Label generation algorithm:

flowchart TD
    A[NOTEEVENTS — 1.85M notes] --> B{ISERROR=1?}
    B -- No --> C{text contains 'noncompliant'?}
    C -- Yes --> D[noncompliance_set += hadm_id]
    B -- No --> E{text contains 'autopsy'?}
    E -- Yes --> F[scan each line]
    F --> G{decline/refuse/not consent/denied?}
    G -- Yes --> H[autopsy_declined += hadm_id]
    F --> I{consent/agree/request?}
    I -- Yes --> J[autopsy_consented += hadm_id]

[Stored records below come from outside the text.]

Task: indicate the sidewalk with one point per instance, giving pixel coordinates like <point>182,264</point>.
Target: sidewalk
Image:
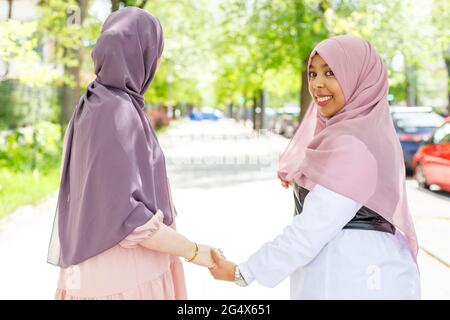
<point>234,207</point>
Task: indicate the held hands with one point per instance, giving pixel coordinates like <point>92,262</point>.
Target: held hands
<point>222,268</point>
<point>203,257</point>
<point>285,184</point>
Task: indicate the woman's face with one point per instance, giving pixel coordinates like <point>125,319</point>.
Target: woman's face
<point>324,87</point>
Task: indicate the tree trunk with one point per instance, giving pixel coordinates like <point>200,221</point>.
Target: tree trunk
<point>254,118</point>
<point>411,85</point>
<point>305,97</point>
<point>10,3</point>
<point>262,116</point>
<point>70,94</point>
<point>447,63</point>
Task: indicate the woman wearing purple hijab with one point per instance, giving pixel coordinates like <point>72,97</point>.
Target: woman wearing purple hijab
<point>114,231</point>
<point>352,236</point>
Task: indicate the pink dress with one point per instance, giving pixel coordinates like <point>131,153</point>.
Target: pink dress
<point>126,271</point>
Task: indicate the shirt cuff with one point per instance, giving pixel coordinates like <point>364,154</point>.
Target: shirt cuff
<point>143,232</point>
<point>246,273</point>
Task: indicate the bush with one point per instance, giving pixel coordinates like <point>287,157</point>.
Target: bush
<point>31,148</point>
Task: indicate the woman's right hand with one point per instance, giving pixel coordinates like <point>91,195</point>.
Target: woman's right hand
<point>204,257</point>
<point>285,184</point>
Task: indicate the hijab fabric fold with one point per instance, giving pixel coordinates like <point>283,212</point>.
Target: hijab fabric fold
<point>113,176</point>
<point>356,152</point>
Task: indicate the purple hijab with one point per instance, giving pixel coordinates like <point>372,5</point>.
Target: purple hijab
<point>113,176</point>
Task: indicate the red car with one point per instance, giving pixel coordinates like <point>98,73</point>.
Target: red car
<point>431,163</point>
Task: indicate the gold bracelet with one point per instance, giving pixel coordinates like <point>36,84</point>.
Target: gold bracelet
<point>195,253</point>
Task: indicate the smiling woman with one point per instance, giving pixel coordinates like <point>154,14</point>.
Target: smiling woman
<point>324,87</point>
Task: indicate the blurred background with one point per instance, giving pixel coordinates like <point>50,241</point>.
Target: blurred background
<point>228,95</point>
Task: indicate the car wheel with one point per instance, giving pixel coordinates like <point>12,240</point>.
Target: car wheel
<point>420,177</point>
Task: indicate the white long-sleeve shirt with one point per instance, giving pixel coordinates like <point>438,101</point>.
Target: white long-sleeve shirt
<point>326,261</point>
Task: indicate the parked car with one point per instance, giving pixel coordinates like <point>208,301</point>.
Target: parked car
<point>206,113</point>
<point>431,162</point>
<point>414,125</point>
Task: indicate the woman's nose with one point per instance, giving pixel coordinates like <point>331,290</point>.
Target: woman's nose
<point>317,84</point>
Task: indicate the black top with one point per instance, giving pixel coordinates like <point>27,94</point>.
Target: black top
<point>365,218</point>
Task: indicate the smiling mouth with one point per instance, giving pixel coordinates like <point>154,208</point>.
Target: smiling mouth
<point>323,101</point>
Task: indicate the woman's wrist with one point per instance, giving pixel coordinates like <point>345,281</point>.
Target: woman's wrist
<point>193,253</point>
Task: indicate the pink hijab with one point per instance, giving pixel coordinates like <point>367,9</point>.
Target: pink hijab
<point>356,152</point>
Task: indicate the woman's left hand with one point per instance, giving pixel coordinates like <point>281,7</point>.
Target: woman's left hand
<point>222,269</point>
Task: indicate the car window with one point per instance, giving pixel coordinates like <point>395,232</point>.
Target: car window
<point>442,135</point>
<point>416,122</point>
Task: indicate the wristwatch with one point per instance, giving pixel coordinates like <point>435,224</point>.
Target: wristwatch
<point>238,278</point>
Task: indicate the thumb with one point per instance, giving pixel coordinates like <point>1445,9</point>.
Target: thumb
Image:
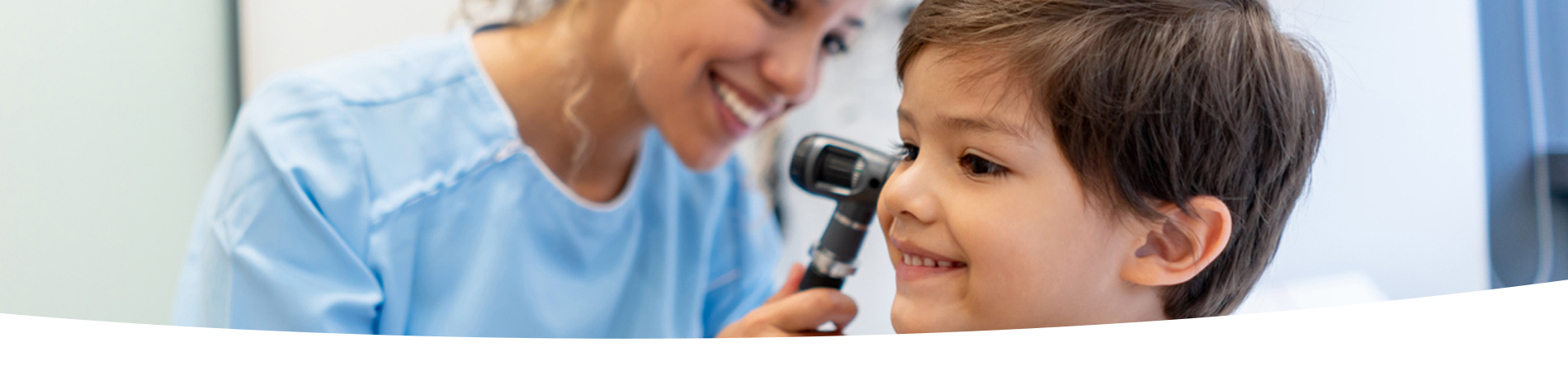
<point>792,284</point>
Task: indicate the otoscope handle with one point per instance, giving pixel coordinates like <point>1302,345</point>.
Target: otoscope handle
<point>833,259</point>
<point>819,280</point>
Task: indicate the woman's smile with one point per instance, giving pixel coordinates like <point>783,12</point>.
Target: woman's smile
<point>739,110</point>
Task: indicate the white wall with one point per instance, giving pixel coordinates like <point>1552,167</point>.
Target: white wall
<point>111,118</point>
<point>278,35</point>
<point>1397,200</point>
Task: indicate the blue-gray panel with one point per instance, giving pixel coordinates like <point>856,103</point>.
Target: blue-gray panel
<point>1510,168</point>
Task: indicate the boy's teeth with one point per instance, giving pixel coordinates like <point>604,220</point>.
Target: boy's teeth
<point>911,261</point>
<point>737,106</point>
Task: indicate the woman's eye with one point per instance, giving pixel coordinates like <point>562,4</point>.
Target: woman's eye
<point>783,7</point>
<point>834,45</point>
<point>980,167</point>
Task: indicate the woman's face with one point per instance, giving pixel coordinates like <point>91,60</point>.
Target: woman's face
<point>709,73</point>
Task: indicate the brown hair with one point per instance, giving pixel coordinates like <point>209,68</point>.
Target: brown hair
<point>1159,101</point>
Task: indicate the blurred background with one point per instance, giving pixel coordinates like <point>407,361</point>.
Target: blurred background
<point>1437,172</point>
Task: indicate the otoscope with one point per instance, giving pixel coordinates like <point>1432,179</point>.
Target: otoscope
<point>853,176</point>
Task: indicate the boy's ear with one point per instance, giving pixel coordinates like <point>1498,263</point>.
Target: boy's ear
<point>1181,247</point>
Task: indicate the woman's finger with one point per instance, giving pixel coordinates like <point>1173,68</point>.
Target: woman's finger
<point>808,310</point>
<point>792,284</point>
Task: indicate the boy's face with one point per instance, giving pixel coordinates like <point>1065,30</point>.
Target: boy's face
<point>987,195</point>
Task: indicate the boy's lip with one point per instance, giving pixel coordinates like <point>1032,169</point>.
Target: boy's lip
<point>909,247</point>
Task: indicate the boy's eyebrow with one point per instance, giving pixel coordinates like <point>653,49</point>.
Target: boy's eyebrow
<point>982,124</point>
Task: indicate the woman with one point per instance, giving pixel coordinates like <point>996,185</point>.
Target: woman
<point>564,179</point>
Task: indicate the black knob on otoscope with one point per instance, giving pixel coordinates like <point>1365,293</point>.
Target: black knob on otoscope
<point>853,176</point>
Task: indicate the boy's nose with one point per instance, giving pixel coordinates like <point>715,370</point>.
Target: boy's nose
<point>909,195</point>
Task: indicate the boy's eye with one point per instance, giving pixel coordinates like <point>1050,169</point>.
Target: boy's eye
<point>783,7</point>
<point>834,45</point>
<point>907,153</point>
<point>980,167</point>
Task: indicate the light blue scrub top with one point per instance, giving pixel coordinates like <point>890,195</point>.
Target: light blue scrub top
<point>390,195</point>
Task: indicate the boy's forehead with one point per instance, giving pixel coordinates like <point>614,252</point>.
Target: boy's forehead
<point>965,94</point>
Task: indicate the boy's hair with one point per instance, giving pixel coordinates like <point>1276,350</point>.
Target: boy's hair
<point>1159,101</point>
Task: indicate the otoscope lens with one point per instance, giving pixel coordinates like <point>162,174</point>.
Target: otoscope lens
<point>838,170</point>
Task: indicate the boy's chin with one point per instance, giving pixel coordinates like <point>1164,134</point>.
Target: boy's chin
<point>909,318</point>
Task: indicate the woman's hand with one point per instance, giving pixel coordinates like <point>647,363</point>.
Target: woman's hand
<point>796,315</point>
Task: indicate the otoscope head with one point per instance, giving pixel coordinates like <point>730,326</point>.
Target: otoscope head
<point>839,170</point>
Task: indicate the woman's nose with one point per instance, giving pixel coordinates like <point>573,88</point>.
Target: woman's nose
<point>792,68</point>
<point>909,195</point>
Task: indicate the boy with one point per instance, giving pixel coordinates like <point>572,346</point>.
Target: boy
<point>1093,162</point>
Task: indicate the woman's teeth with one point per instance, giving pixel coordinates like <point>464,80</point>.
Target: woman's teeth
<point>913,261</point>
<point>749,116</point>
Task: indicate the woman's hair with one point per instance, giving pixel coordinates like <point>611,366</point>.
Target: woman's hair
<point>505,12</point>
<point>1158,101</point>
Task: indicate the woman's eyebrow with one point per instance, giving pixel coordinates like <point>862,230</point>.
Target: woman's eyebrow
<point>853,22</point>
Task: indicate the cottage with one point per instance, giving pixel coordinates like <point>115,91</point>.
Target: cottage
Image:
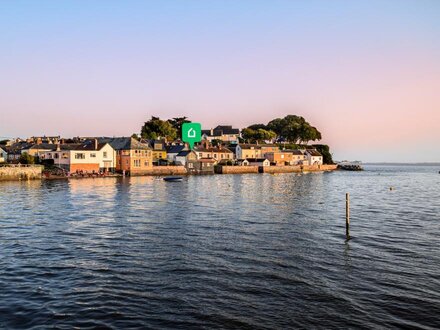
<point>205,165</point>
<point>132,156</point>
<point>39,149</point>
<point>243,151</point>
<point>313,157</point>
<point>159,150</point>
<point>3,155</point>
<point>258,162</point>
<point>218,153</point>
<point>242,162</point>
<point>224,133</point>
<point>173,151</point>
<point>89,156</point>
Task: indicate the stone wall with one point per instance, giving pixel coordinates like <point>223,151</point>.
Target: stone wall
<point>161,170</point>
<point>20,172</point>
<point>298,168</point>
<point>222,169</point>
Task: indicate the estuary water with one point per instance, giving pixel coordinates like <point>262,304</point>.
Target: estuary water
<point>254,251</point>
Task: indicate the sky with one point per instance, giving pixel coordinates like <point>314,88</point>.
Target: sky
<point>365,73</point>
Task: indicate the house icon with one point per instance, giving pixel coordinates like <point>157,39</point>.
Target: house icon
<point>191,133</point>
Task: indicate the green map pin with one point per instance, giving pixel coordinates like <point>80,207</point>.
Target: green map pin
<point>191,133</point>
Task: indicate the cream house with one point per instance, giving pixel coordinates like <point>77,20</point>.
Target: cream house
<point>244,151</point>
<point>87,157</point>
<point>3,156</point>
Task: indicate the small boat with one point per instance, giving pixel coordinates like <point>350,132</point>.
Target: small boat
<point>173,178</point>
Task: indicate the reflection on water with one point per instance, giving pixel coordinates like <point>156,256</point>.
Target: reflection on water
<point>230,251</point>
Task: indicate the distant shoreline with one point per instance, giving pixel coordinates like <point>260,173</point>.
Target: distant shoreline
<point>404,164</point>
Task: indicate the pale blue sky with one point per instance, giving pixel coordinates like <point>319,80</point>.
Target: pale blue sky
<point>366,73</point>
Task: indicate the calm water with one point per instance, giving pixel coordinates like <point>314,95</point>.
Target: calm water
<point>232,251</point>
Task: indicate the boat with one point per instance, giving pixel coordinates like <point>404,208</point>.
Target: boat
<point>173,178</point>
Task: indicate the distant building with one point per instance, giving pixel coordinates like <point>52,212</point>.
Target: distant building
<point>286,157</point>
<point>159,150</point>
<point>313,157</point>
<point>185,156</point>
<point>38,149</point>
<point>173,151</point>
<point>224,133</point>
<point>218,153</point>
<point>132,157</point>
<point>44,139</point>
<point>3,156</point>
<point>89,156</point>
<point>243,151</point>
<point>258,162</point>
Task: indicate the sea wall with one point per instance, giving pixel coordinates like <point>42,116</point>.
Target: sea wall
<point>20,172</point>
<point>298,168</point>
<point>223,169</point>
<point>161,170</point>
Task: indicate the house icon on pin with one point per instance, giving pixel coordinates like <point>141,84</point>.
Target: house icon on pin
<point>191,133</point>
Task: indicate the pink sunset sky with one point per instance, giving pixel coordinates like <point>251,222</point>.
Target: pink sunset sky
<point>365,73</point>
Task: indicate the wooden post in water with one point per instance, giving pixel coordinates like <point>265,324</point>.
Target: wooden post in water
<point>347,215</point>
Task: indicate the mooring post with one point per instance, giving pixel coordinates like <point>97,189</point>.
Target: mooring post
<point>347,215</point>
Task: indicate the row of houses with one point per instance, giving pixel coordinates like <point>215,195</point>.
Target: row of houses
<point>128,155</point>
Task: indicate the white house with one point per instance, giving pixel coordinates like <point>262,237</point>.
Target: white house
<point>258,162</point>
<point>87,157</point>
<point>3,156</point>
<point>313,157</point>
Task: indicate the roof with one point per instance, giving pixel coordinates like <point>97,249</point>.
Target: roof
<point>90,145</point>
<point>124,143</point>
<point>175,149</point>
<point>313,152</point>
<point>295,152</point>
<point>221,130</point>
<point>257,146</point>
<point>183,153</point>
<point>212,149</point>
<point>206,160</point>
<point>255,160</point>
<point>227,129</point>
<point>43,146</point>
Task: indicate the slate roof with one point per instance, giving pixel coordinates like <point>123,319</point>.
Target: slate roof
<point>183,153</point>
<point>313,152</point>
<point>175,149</point>
<point>124,143</point>
<point>255,160</point>
<point>212,149</point>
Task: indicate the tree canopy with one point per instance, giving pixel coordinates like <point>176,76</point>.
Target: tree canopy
<point>177,123</point>
<point>156,128</point>
<point>257,135</point>
<point>294,129</point>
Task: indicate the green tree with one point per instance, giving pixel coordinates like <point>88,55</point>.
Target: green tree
<point>156,128</point>
<point>325,152</point>
<point>264,135</point>
<point>294,129</point>
<point>25,158</point>
<point>256,127</point>
<point>177,123</point>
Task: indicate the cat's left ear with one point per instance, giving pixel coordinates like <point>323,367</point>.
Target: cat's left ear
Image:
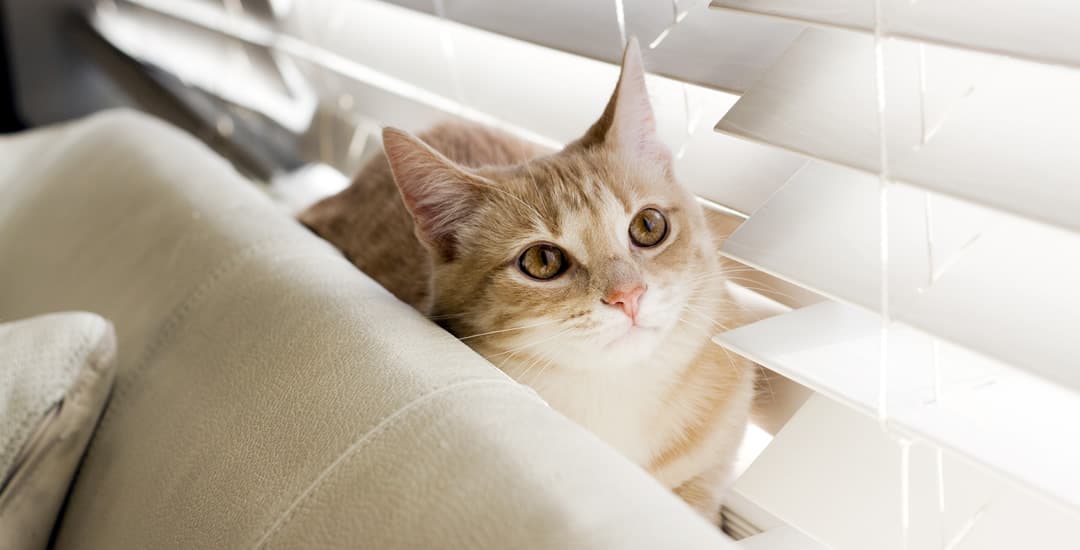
<point>628,123</point>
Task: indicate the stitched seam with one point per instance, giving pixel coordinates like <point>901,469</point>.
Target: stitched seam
<point>383,425</point>
<point>169,327</point>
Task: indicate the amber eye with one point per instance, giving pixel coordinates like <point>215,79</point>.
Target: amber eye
<point>542,262</point>
<point>648,228</point>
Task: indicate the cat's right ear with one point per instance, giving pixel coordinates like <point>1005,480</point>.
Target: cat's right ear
<point>437,192</point>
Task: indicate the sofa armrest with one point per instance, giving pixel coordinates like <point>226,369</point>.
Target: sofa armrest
<point>270,394</point>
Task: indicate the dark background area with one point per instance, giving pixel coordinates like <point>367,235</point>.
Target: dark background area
<point>9,119</point>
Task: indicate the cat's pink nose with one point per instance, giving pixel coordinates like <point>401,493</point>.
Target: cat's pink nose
<point>625,296</point>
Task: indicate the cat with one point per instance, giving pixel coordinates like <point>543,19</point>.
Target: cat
<point>588,273</point>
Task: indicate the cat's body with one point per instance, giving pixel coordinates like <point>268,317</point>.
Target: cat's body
<point>615,332</point>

    D --> K[Build noncompliance_labels:all chartevents patients,default=0, override=1]
    H & J --> L{both flags for same hadm_id?}
    L -- Yes --> M[exclude as ambiguous]
    L -- No --> N[autopsy_labels:consent=1, decline=0]

Class distributions:

Label	Noncompliance	Autopsy
mistrust=1	480 (0.88%)	270
trust=0	54,030	739
ambiguous/excluded	—	60

Race × autopsy consent rate (EOL cohort) — core paper finding:

Race	Decline	Consent	Rate
Black	45	29	39.2%
White	421	144	25.5%
Hispanic	9	9	50.0%
Asian	20	2	9.1%

Black patients consent to autopsies at ~39% vs White at ~26%.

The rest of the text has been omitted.